2. Questions to the Minister for Health and Social Services – in the Senedd on 25 September 2019.
3. Will the Minister make a statement on staff retention in the Welsh NHS? OAQ54384
Yes. Recruitment and retention is a priority for the Welsh Government and the national health service. Health boards and trusts are leading on initiatives to improve retention, such as return to practice and improving staff well-being. The Welsh Government has also put in place a range of measures to increase the supply of healthcare professionals.
Thank you, Minister. Through written Assembly questions, I have unearthed an alarming fact about the number of nurses in Wales: 4,727 have left the Welsh NHS since 2016/17. And get this: in 2018/19, there were more leavers than joiners. We need more registered nurses to deliver care, and as the Royal College of Nursing in Wales has advised, this requires a focus on both recruitment and addressing retention. As it stands, however, increasing recruitment is not sustainable without improving retention rates. So, Minister, will you commit to investigating why there is such a high number of leavers in Wales, and will you develop an NHS workforce strategy that is focused on providing safe working conditions and more flexible working to actually help our hardworking nurses across Wales?
The Member may have picked up and forgotten, when reading out her supplementary question, that we talked about the NHS workforce strategy in response to two questions earlier on today. I recognise that, last year, the last year for which we have figures, there were 65 more leavers than joiners in terms of the nursing workforce; that is in contrast to a steady trend of increases in nursing numbers. Between 2009-18, nursing numbers have gone up by 3.8 per cent in total. The Member reflects figures of people who have left the service, but, of course, we are recruiting each year as well. The Member will also know that we have regularly rehearsed within this Chamber the work that we are doing on looking to recruit further nurses. The ‘Train. Work. Live.’ campaign has been successful. In fact, the Royal College of Nursing themselves have been complimentary about that particular campaign. It's also a matter of fact that, in the last five years, we've increased nurse training places by 68 per cent in Wales. So, we are doing all that we can and should do to increase the number of nurses coming into the profession, as with, indeed, the work that we are doing—the Member referred to some of it—on making sure we have more flexible patterns that reflect the reality of someone's work to try to make sure that we retain the nurses that we currently have as well. The big factor, of course, that will affect some of our ability to recruit nurses in the future is our continuing relationship with Europe, where we still recruit and have a number of European Union and wider economic area nurses within the NHS family.
Minister, I'm very pleased to hear the answer you've just given and the efforts the Welsh Government are putting into developing and training more nurses across the area. I speak to nurses—it's not just nurses, but other professionals across the health service—and I want to praise the work that they do, because many of them, if not all of them, go above and beyond their normal working conditions and actually put a lot of effort in, but it takes a toll on the nurses and other staff. They get to a point where they just can't take any more, and they have to, therefore, look to get out early.
You've talked about flexible working. I've raised this with my own health board on occasion. Will you look at opportunities, because some of the nurses who are leaving and going to agencies do it because they want to have greater control over the hours they work? They want to have the ability to have, actually, a better work-life balance with their families. Therefore, will you look at the flexibility of working contracts so that nurses can, actually, have that within the NHS, without having to go to an agency to have that work-life balance that makes the difference to them? It shows that they are cared for and they are well respected by the system, not just by the patients.
I recognise the points that the Member makes. This is something at different points in the training cycle of members of national health service staff, but also when they're at different points in their working life. That's why it's been important for me to retain the NHS bursary. We've seen the impact of removing the bursary in England, where, in particular, it's had a catastrophic impact on recruiting learning disability nurses, who are often more likely to be mature nurses.

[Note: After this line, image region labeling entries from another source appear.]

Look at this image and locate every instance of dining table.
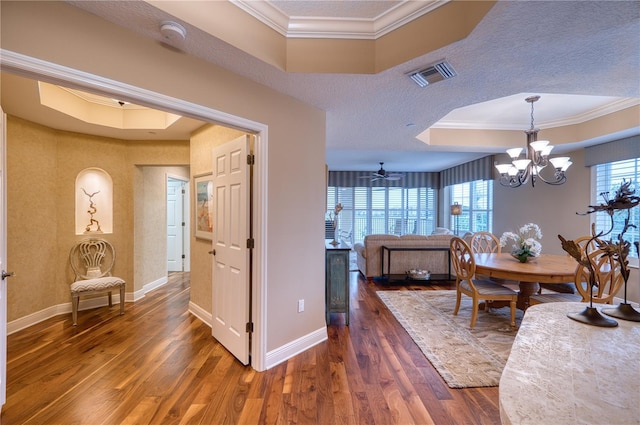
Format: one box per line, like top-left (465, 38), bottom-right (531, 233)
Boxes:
top-left (474, 252), bottom-right (578, 310)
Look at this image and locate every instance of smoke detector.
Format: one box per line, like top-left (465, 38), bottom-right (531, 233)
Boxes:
top-left (407, 60), bottom-right (458, 87)
top-left (160, 21), bottom-right (187, 46)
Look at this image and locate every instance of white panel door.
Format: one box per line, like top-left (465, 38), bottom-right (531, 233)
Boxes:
top-left (212, 136), bottom-right (250, 365)
top-left (0, 108), bottom-right (7, 412)
top-left (167, 177), bottom-right (185, 272)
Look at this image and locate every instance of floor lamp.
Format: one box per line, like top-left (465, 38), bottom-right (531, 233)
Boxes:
top-left (451, 202), bottom-right (462, 236)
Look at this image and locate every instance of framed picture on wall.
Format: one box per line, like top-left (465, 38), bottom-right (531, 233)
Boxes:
top-left (193, 173), bottom-right (213, 240)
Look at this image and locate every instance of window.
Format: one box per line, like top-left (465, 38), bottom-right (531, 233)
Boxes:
top-left (327, 186), bottom-right (436, 243)
top-left (448, 180), bottom-right (493, 235)
top-left (591, 158), bottom-right (640, 266)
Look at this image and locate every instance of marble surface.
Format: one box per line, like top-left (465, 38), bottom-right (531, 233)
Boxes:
top-left (499, 303), bottom-right (640, 425)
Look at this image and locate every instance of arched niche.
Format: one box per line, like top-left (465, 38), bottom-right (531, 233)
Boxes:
top-left (75, 168), bottom-right (113, 235)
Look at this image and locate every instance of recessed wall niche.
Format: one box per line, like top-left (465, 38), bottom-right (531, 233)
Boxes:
top-left (75, 168), bottom-right (113, 235)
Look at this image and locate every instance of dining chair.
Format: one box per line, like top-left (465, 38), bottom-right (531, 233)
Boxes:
top-left (469, 231), bottom-right (516, 285)
top-left (69, 238), bottom-right (125, 326)
top-left (449, 237), bottom-right (518, 329)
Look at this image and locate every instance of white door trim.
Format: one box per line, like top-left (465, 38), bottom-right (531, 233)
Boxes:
top-left (165, 173), bottom-right (191, 272)
top-left (0, 49), bottom-right (269, 371)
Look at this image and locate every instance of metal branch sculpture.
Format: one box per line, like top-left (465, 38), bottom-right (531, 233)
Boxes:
top-left (558, 180), bottom-right (640, 327)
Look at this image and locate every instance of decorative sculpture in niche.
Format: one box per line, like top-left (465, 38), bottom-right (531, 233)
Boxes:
top-left (82, 187), bottom-right (102, 233)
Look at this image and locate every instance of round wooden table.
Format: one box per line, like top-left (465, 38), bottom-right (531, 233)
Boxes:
top-left (474, 253), bottom-right (578, 310)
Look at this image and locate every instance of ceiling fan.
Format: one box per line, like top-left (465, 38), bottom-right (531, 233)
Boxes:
top-left (360, 162), bottom-right (404, 182)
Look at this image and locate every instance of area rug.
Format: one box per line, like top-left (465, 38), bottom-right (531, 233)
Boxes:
top-left (377, 291), bottom-right (522, 388)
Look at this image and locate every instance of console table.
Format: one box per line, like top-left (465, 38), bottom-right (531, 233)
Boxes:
top-left (324, 241), bottom-right (351, 326)
top-left (499, 302), bottom-right (640, 425)
top-left (380, 245), bottom-right (452, 282)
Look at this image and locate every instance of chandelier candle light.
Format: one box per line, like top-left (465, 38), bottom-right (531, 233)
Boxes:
top-left (496, 96), bottom-right (572, 187)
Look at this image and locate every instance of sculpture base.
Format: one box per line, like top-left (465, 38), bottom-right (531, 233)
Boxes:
top-left (567, 307), bottom-right (618, 328)
top-left (602, 303), bottom-right (640, 322)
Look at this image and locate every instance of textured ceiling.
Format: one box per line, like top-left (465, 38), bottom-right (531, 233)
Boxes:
top-left (2, 1), bottom-right (640, 171)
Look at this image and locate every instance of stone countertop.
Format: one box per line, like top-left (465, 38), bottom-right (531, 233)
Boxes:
top-left (499, 303), bottom-right (640, 425)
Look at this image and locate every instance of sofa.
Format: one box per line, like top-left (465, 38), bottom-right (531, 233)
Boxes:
top-left (353, 232), bottom-right (454, 280)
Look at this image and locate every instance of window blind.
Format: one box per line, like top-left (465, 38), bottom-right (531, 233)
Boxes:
top-left (591, 158), bottom-right (640, 258)
top-left (440, 155), bottom-right (494, 189)
top-left (584, 136), bottom-right (640, 167)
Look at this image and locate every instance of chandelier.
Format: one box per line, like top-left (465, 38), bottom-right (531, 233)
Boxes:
top-left (496, 96), bottom-right (572, 187)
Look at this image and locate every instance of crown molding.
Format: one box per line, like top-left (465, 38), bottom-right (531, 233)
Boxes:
top-left (430, 97), bottom-right (640, 131)
top-left (229, 0), bottom-right (451, 40)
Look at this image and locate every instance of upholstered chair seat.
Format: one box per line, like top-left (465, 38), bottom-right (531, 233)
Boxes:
top-left (69, 239), bottom-right (126, 326)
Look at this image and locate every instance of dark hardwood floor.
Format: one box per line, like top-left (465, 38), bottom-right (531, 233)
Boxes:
top-left (0, 272), bottom-right (500, 425)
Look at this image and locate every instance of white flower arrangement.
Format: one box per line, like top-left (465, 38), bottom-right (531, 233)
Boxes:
top-left (500, 223), bottom-right (542, 262)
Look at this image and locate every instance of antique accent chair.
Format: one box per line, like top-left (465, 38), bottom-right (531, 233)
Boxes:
top-left (69, 238), bottom-right (125, 326)
top-left (450, 237), bottom-right (518, 329)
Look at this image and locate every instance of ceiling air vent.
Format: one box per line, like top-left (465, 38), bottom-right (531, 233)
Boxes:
top-left (408, 60), bottom-right (457, 87)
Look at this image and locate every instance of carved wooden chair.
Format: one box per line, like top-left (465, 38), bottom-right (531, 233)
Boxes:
top-left (449, 237), bottom-right (518, 329)
top-left (69, 238), bottom-right (125, 326)
top-left (469, 232), bottom-right (508, 285)
top-left (471, 232), bottom-right (502, 254)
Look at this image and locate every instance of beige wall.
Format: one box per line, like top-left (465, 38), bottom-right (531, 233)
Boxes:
top-left (7, 116), bottom-right (189, 321)
top-left (1, 2), bottom-right (326, 351)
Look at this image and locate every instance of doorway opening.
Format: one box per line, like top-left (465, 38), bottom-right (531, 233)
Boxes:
top-left (167, 175), bottom-right (190, 273)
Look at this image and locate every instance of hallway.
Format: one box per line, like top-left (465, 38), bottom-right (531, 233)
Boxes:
top-left (1, 272), bottom-right (500, 425)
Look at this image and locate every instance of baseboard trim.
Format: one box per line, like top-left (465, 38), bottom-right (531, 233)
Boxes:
top-left (7, 294), bottom-right (120, 335)
top-left (7, 276), bottom-right (170, 335)
top-left (189, 301), bottom-right (212, 327)
top-left (265, 326), bottom-right (328, 369)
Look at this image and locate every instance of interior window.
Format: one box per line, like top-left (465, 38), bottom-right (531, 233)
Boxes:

There's also the point about that flexible working pattern that'll be important at various different points in someone's life, whether it's about caring responsibilities for adults or children, or, actually, just people wanting to be in a different stage of their life towards the end of their career as well, because we do rely on staff goodwill to provide the service
So, yes, that is part of what we are looking at, not just about the future and into the distance, but it's part of what health boards are already trying to address today. But it goes back to one of the points that I made to Dai Lloyd about our ability to make the system-wide reform that we think we could and should do, and how quickly we're able to do it, because this is a priority in the here and now, and not just in two or three years' time.